Les raisons qui incitent les Français à vouloir épargner davantage sont nombreuses. En effet, 64% estiment que l’inflation est un motif important pour épargner, vient ensuite la promulgation de la réforme des retraites (34%), la poursuite du taux d’intérêt (31%), les incertitudes sur les marchés financiers (29%), la situation du marché de l’immobilier (23%) et enfin le contexte international (guerre à Gaza et en Ukraine, etc.) pour 21% des épargnants.
Néanmoins, la hausse des taux apparaît plutôt rassurante, avec 49% des Français la percevant de manière positive. Elle engendre tout de même des changements significatifs dans les comportements d’épargne, poussant près de la moitié des épargnants à ajuster leurs placements et leurs projets pour s’adapter à cette nouvelle donne économique.
Réactions contrastées aux actualités de l’épargne
L’épargne est au cœur des débats récents, suscitant des réactions contrastées parmi les Français. L’amendement au Projet de Loi de Finances (PLF) visant à permettre le financement des entreprises de l’armement via les livrets divise l’opinion nationale. En effet, 53% des épargnants pensent que cela incitera les banques à financer l’industrie de défense alors qu’elles étaient de plus en plus réticentes à le faire par peur de voir leur réputation entachée, 52% estiment que c’est une bonne chose pour la France et 47% seraient heureux que l’argent placé sur leur Livret A ou LDDS permette de soutenir la défense nationale.

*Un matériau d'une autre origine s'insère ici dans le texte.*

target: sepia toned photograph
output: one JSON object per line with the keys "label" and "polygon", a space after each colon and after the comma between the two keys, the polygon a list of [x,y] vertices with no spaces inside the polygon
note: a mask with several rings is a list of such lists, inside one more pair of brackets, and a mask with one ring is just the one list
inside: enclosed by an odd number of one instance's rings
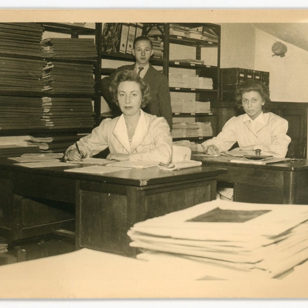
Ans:
{"label": "sepia toned photograph", "polygon": [[308,10],[0,11],[0,298],[308,296]]}

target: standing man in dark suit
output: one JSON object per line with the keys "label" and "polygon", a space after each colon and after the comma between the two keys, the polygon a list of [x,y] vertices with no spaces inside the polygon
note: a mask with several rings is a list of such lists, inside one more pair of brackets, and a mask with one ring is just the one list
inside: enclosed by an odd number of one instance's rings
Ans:
{"label": "standing man in dark suit", "polygon": [[102,95],[111,109],[114,116],[121,114],[121,111],[112,103],[109,91],[110,82],[119,71],[129,69],[134,70],[150,87],[151,99],[144,111],[158,117],[163,117],[168,122],[170,129],[172,126],[172,110],[169,84],[166,76],[155,69],[149,63],[153,54],[153,45],[146,36],[139,36],[133,42],[132,54],[136,63],[132,65],[118,67],[110,76],[102,79]]}

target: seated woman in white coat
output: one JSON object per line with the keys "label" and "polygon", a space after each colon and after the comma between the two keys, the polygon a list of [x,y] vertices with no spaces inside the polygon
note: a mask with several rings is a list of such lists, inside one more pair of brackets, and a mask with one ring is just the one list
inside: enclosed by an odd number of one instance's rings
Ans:
{"label": "seated woman in white coat", "polygon": [[266,86],[253,80],[241,84],[236,90],[236,104],[245,113],[232,118],[217,137],[203,142],[204,152],[219,155],[237,142],[238,150],[260,149],[263,154],[285,157],[291,141],[286,134],[288,123],[269,112],[271,100]]}
{"label": "seated woman in white coat", "polygon": [[167,164],[172,157],[172,137],[166,120],[143,111],[149,101],[148,85],[133,71],[119,72],[110,88],[123,112],[103,120],[91,134],[71,145],[65,158],[80,161],[109,148],[107,159],[154,161]]}

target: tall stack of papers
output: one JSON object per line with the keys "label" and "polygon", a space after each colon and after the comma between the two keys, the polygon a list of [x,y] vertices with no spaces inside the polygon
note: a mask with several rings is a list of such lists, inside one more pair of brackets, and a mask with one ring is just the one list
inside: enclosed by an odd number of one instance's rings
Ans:
{"label": "tall stack of papers", "polygon": [[8,251],[8,244],[0,243],[0,254],[6,253]]}
{"label": "tall stack of papers", "polygon": [[19,156],[24,153],[38,153],[39,148],[36,146],[22,146],[15,144],[0,145],[0,157]]}
{"label": "tall stack of papers", "polygon": [[308,259],[308,207],[219,199],[137,223],[128,235],[138,258],[189,261],[200,278],[274,278]]}
{"label": "tall stack of papers", "polygon": [[89,127],[94,124],[94,113],[90,98],[42,98],[41,120],[46,126]]}
{"label": "tall stack of papers", "polygon": [[40,56],[43,27],[32,23],[0,23],[0,52]]}
{"label": "tall stack of papers", "polygon": [[169,74],[169,86],[176,88],[212,89],[213,82],[211,78],[199,77],[198,75],[170,73]]}
{"label": "tall stack of papers", "polygon": [[78,134],[46,137],[30,136],[27,143],[29,146],[38,146],[42,152],[63,152],[82,137]]}
{"label": "tall stack of papers", "polygon": [[40,42],[45,57],[93,59],[97,56],[94,38],[49,38]]}
{"label": "tall stack of papers", "polygon": [[43,68],[45,93],[94,94],[92,64],[49,61]]}
{"label": "tall stack of papers", "polygon": [[173,138],[209,137],[213,135],[211,123],[209,122],[172,124],[171,134]]}
{"label": "tall stack of papers", "polygon": [[42,99],[0,96],[0,129],[42,128]]}

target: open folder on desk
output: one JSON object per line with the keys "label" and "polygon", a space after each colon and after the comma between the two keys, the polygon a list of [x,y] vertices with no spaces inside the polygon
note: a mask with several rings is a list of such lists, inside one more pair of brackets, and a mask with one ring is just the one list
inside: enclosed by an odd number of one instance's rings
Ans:
{"label": "open folder on desk", "polygon": [[251,164],[253,165],[266,165],[266,164],[273,164],[278,162],[284,162],[290,160],[290,158],[272,157],[264,160],[251,160],[246,159],[245,158],[237,158],[236,159],[230,160],[230,163],[238,163],[239,164]]}

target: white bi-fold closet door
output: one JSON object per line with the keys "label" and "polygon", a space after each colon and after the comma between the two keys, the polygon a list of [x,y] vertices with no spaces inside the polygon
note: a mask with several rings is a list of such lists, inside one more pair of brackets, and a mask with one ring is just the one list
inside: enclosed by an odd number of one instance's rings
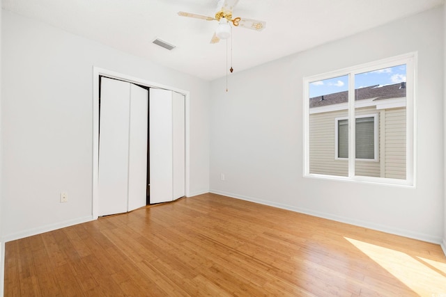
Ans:
{"label": "white bi-fold closet door", "polygon": [[183,197],[184,97],[155,89],[149,96],[146,88],[105,77],[100,88],[98,215],[146,205],[148,171],[151,203]]}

Alors que 62% des plus petits épargnants (moins de 50€/mois) s’opposent à cette idée, 56% des plus gros épargnants (moins de 500€/mois) y sont favorables. Cette divergence se manifeste également entre les sexes, avec 55% des hommes favorables à l’amendement, tandis que 55% des femmes s’y opposent.
En revanche, le Livret d’Épargne Populaire (LEP) connaît un succès indéniable, dépassant déjà les 10,5 millions de détenteurs selon les dernières données de novembre. Ces résultats confirment la popularité croissante du LEP, avec 82% des Français et 77% des personnes aux revenus les plus modestes prêtes à souscrire à ce livret s’ils y sont éligibles.
En dépit des incertitudes économiques, la décision de Bruno Le Maire de maintenir le taux du Livret A à 3% jusqu’en janvier 2025 semble avoir peu d’impact. En effet, 62% des détenteurs assurant qu’ils continueront à épargner autant sur ce support. En somme, les Français naviguent entre la prudence face à un avenir économique incertain et la recherche de solutions d’épargne adaptées aux fluctuations du marché financier.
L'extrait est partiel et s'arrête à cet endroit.